The past two years have seen a huge amount of change within the life sciences industry. As technology progresses at pace and transforms clinical trials in particular, could the skills required be best found in candidates from outside of the sector? Our experts think so.
Digital technology skills come to the fore
The way that clinical trials are managed has been revolutionized by the pandemic. Decentralized, virtual trials have become more mainstream, and offer cost savings, increased speed and ease of patient recruitment. The benefits of continuing with remote trials are pretty convincing, and more than two-thirds of European life sciences firms plan to conduct trials this way within the next three years.
But to do so, a host of related skills are required, and not all of them are life-sciences specialisms. Leading life sciences recruiters here at Kelly have noted an increase in demand for digitally savvy candidates.
Running trials online or in a distributed way could require skills such as app development and UX design to ensure that participants can monitor themselves easily and effectively. Or in wearable technology, to take care of the monitoring without relying on participant input. There is also the production of e-consent forms and the management of digital data security to take care of. Finally, managing digital/distributed trials will require specialist digital project management skills. That sounds like a lot of new skills to search for, but you can find them in other industries, or search for in-demand candidates with a blend of life sciences and mainstream technological experience.
Collaborative experience is set to shine
A shift to remote working has enhanced our ability to collaborate with people internationally, whether they are our colleagues in-house or teams in other businesses. In fact, almost half of late-stage pipeline assets developed in 2021 were the product of collaborations and partnerships.
The opportunities this way of working brings are enormous, but it demands a novel range of skills. You’ll need leaders that can inspire and motivate teams even from afar, communicators that understand how to get your messaging heard in different regions and project managers that aren’t phased by working across time zones. Fortunately, individuals with experience in leadership, communication and project management can be found in almost every industry, so consider casting your net beyond your usual fishing grounds to snap up talented candidates for these roles.

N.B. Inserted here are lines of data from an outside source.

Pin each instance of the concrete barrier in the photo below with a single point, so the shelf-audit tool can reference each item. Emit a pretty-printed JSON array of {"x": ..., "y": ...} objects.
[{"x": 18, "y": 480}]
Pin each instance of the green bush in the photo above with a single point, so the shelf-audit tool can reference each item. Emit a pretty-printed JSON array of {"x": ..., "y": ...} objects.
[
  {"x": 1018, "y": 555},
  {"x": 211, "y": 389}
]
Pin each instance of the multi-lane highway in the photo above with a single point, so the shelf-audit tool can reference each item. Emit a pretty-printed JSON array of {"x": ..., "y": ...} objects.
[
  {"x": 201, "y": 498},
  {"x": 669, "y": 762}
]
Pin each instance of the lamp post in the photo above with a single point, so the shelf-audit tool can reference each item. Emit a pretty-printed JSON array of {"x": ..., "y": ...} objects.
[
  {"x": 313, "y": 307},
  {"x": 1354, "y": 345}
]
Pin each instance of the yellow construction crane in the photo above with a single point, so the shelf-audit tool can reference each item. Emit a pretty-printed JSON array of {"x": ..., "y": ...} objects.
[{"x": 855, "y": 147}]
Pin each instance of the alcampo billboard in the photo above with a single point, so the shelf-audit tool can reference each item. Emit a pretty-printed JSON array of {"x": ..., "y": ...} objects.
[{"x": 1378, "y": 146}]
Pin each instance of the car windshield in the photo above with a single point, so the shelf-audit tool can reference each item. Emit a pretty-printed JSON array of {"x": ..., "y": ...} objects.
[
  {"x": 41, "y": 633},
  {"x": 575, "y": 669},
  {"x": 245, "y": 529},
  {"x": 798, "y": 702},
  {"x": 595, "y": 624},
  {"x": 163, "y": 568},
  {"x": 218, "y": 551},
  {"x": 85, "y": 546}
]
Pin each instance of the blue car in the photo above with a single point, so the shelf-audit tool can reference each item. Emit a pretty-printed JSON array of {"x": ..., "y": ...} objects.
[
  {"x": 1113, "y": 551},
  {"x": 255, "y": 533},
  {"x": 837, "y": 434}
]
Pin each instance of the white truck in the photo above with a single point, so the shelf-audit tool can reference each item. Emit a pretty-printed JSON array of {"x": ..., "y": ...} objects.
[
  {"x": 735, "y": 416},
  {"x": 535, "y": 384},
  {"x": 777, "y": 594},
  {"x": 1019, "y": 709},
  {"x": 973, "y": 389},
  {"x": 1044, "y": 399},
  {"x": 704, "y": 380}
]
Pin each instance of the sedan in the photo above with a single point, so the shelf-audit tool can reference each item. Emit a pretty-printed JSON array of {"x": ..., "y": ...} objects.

AI and Big Data: the next big things
We have been talking about the use of AI and Big Data for years, but it feels like these technologies are finally being brought into play in a major way. With applications in drug development, R&D and regulatory/compliance, investment in AI is growing despite the economic uncertainty of the past two years.
Research suggests that employing AI in healthcare (in Europe) could save more than 400,000 lives, €200 billion and nearly 2 billion hours of HCP/clinician time a year. Harnessing this opportunity is going to require skills and experience that exists far beyond your usual talent pool. It’s likely to be well worth the investment to provide life sciences training to data scientists hired from other disciplines to allow them thrive in your company.
How to find and attract these candidates?
Many of these candidates will come from relatively technical industries, such as start-ups, financial institutions and beyond. A life sciences role offers them the ability to put their hard-won skills to use in a way that benefits humankind, and in today’s world the appeal of that cannot be understated. The pandemic has inspired a newfound awareness of, and respect for, life sciences careers.
As a growing sector with exciting new developments occurring on a daily basis, promoting these roles should be a walk in the park. The trick will be getting your roles out to a wider audience than usual; this can feel uncomfortable, but the skills you are looking for are out there, and the competition are looking for them too.
You can also look in-house. Many life sciences employees will have played up their relevant experience, but could have complementary skills that you aren’t aware of. Creating a skills library for your organization could help you discover linguists, designers, project managers and more, all within your own ecosystem. At a time when retention is difficult due to the volume of opportunities available, offering variety or training could help you hang onto your star employees.